Bei der anstehenden Reform des Berufsbildungsgesetzes soll:

  • die Möglichkeit, Teile der Abschlussprüfung bereits während der Ausbildung abzulegen („gestreckte Abschlussprüfung“), als alternative Prüfungsmethode gesetzlich verankert werden.
  • für den Prüfungsausschuss die Möglichkeit geschaffen werden, für einzelne Prüfungsgegenstände gutachterliche Stellungnahmen Dritter einzuholen. Damit wird etwa den Berufsschulen die Möglichkeit eröffnet, die dort erbrachten Leistungen mit in die Bewertung einzubringen.
  • Es wird die Möglichkeit geschaffen, Teile der Lehre im Ausland durchzuführen.
  • Es sollen die rechtlichen Voraussetzungen zur Erprobung neuer Ausbildungsformen und Ausbildungsberufe ausgedehnt werden.
  • Bereits seit Anfang 2003 ist die Berufsausbildungsvorbereitung in das Berufsbildungsgesetz integriert.

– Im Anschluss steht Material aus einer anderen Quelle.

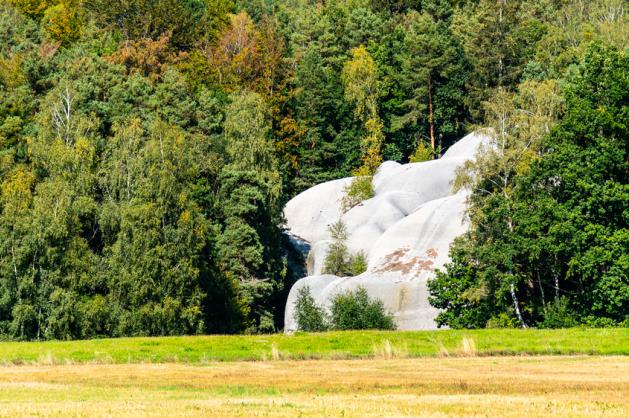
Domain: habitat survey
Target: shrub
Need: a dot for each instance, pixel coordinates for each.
(359, 190)
(599, 322)
(358, 263)
(338, 261)
(309, 316)
(503, 321)
(421, 153)
(558, 315)
(356, 310)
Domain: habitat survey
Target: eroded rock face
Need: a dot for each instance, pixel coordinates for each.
(405, 230)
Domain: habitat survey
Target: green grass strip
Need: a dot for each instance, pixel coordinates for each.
(329, 345)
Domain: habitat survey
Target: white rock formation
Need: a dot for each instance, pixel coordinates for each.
(405, 230)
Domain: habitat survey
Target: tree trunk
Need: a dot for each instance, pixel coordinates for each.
(516, 305)
(431, 120)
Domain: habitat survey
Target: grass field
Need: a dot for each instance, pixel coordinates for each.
(352, 374)
(332, 345)
(480, 386)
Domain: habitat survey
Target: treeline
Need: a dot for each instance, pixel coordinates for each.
(147, 146)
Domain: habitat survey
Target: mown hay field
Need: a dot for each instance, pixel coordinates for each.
(576, 372)
(567, 386)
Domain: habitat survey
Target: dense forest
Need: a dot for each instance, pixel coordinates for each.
(147, 148)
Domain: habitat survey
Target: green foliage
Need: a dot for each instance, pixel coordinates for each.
(422, 153)
(359, 190)
(338, 260)
(549, 231)
(358, 263)
(558, 314)
(147, 147)
(356, 310)
(308, 315)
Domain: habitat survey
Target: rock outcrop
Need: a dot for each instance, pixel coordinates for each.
(405, 230)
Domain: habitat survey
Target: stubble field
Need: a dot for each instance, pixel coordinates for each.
(353, 374)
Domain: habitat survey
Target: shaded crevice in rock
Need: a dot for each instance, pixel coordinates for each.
(405, 230)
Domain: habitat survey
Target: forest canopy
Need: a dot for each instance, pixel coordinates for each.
(148, 146)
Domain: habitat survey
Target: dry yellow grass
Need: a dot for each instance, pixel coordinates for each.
(478, 386)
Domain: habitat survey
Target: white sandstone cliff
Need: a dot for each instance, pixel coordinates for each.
(405, 230)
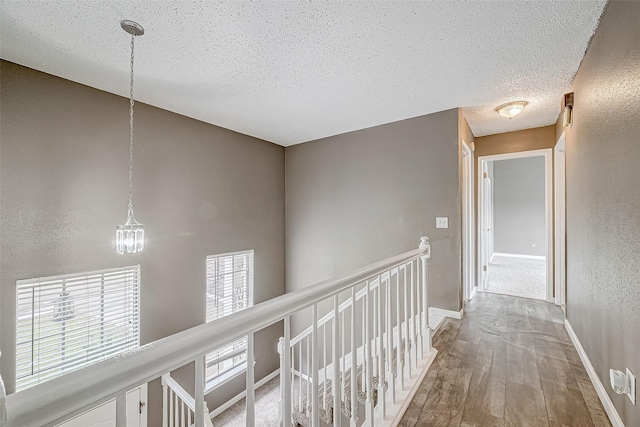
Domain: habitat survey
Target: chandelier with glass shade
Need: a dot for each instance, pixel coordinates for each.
(130, 236)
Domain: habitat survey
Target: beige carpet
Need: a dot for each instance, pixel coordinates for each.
(266, 408)
(521, 277)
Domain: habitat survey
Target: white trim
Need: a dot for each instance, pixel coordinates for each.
(220, 409)
(468, 222)
(548, 206)
(614, 417)
(447, 313)
(560, 220)
(518, 256)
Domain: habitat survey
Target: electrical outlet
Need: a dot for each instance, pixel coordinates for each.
(631, 382)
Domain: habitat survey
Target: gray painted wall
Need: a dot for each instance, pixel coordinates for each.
(518, 206)
(199, 190)
(361, 197)
(603, 200)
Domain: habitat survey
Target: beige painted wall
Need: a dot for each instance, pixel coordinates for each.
(199, 190)
(360, 197)
(603, 200)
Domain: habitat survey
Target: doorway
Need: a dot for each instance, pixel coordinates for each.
(515, 240)
(468, 221)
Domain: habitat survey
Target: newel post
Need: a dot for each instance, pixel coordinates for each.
(426, 331)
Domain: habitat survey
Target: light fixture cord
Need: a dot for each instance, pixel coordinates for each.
(131, 131)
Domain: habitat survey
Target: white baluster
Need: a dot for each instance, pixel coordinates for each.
(199, 395)
(121, 410)
(382, 401)
(354, 361)
(165, 403)
(407, 342)
(413, 319)
(3, 405)
(337, 412)
(302, 410)
(293, 377)
(315, 407)
(426, 332)
(363, 380)
(389, 349)
(285, 374)
(308, 370)
(176, 411)
(366, 350)
(343, 348)
(324, 366)
(251, 396)
(399, 354)
(281, 350)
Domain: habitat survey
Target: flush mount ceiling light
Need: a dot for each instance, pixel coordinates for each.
(130, 236)
(511, 109)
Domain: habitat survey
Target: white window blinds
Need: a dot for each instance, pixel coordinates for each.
(229, 290)
(64, 323)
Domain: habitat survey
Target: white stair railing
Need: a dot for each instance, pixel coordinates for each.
(356, 363)
(178, 407)
(60, 399)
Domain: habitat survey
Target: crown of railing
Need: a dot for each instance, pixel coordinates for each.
(61, 398)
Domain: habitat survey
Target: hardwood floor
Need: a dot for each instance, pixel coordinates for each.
(509, 362)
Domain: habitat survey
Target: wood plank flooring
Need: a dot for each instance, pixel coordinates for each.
(509, 362)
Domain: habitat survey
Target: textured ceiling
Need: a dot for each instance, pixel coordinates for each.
(290, 72)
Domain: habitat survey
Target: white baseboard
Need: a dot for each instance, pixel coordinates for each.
(614, 417)
(220, 409)
(446, 313)
(517, 256)
(437, 316)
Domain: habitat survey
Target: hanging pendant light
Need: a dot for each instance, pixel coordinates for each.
(130, 236)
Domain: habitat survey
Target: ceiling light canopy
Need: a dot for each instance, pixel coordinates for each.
(511, 109)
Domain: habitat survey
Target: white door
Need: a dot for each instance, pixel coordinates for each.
(487, 219)
(105, 414)
(468, 243)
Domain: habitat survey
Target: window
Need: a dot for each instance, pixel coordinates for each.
(229, 290)
(65, 323)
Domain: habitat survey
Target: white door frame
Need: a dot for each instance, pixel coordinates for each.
(560, 243)
(468, 221)
(548, 203)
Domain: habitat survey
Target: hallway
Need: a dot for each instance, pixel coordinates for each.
(509, 362)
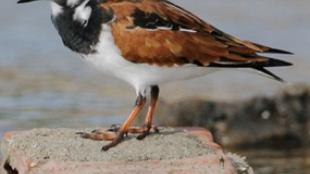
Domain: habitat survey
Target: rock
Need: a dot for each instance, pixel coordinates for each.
(61, 151)
(278, 121)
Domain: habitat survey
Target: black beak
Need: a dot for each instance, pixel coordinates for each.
(24, 1)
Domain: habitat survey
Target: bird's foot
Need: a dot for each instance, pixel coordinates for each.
(116, 136)
(146, 131)
(99, 135)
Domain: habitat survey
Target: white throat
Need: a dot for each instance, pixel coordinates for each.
(56, 9)
(82, 13)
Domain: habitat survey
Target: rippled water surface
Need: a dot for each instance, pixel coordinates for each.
(42, 84)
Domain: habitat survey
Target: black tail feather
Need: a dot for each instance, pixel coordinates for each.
(269, 73)
(260, 66)
(277, 51)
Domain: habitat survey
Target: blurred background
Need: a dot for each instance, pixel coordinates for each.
(43, 84)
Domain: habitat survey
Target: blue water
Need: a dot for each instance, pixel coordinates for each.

Betrieben wird damit ermöglicht, benachteiligten Jugendlichen erste Grundlagen beruflicher Handlungsfähigkeit durch Qualifizierungsbausteine zu vermitteln. Bei der nächsten Reform wird es darum gehen, diese Bausteine als Teile eines Ausbildungsberufes anzuerkennen.

Betriebliche Ausbildung stärken

Mit der Aussetzung der Ausbildereignungsverordnung im Jahr 2003 hat die Bundesregierung einen ersten Schritt unternommen, um junge Betriebe für die Lehrlingsausbildung zu gewinnen. Zukünftig dürfen alle fachlich und persönlich geeigneten Unternehmer ausbilden, ohne hinter zusätzlichen amtlichen Stempeln und Lizenzen herlaufen zu müssen. Die Erleichterung gilt für alle Betriebe, die nicht unter die Handwerksordnung fallen. Das sind nahezu die Hälfte aller Unternehmen in Deutschland. Wie die Anrufe bei der Berufsausbildungshotline des Bundesministeriums für Wirtschaft und Arbeit gezeigt haben, wird diese neue Möglichkeit von den Kammern und den Berufsberatern aber nur halbherzig an die betroffenen Betriebe herangetragen.

Ausbilden im Verbund

Bei einem Ausbildungsverbund schließen sich Unternehmen zusammen, die allein die Ausbildungsanforderungen nicht erfüllen können, um gemeinsam eine Ausbildung anzubieten. Insbesondere junge Firmen können oft nur so Ausbildungsplätze schaffen. Bei der Verbundausbildung können einzelne Abschnitte der Ausbildung vom Stammbetrieb an andere Betriebe, seltener an Bildungsträger, vergeben werden. Ein Verbundkoordinator organisiert den Ablauf für die Partner. Die Bundesregierung fördert durch die Programme Jump Plus und STARregio den Aufbau von Ausbildungsverbünden. Zusätzlich können sie durch die freie Förderung der Agenturen für Arbeit und durch Förderprogramme der Länder unterstützt werden.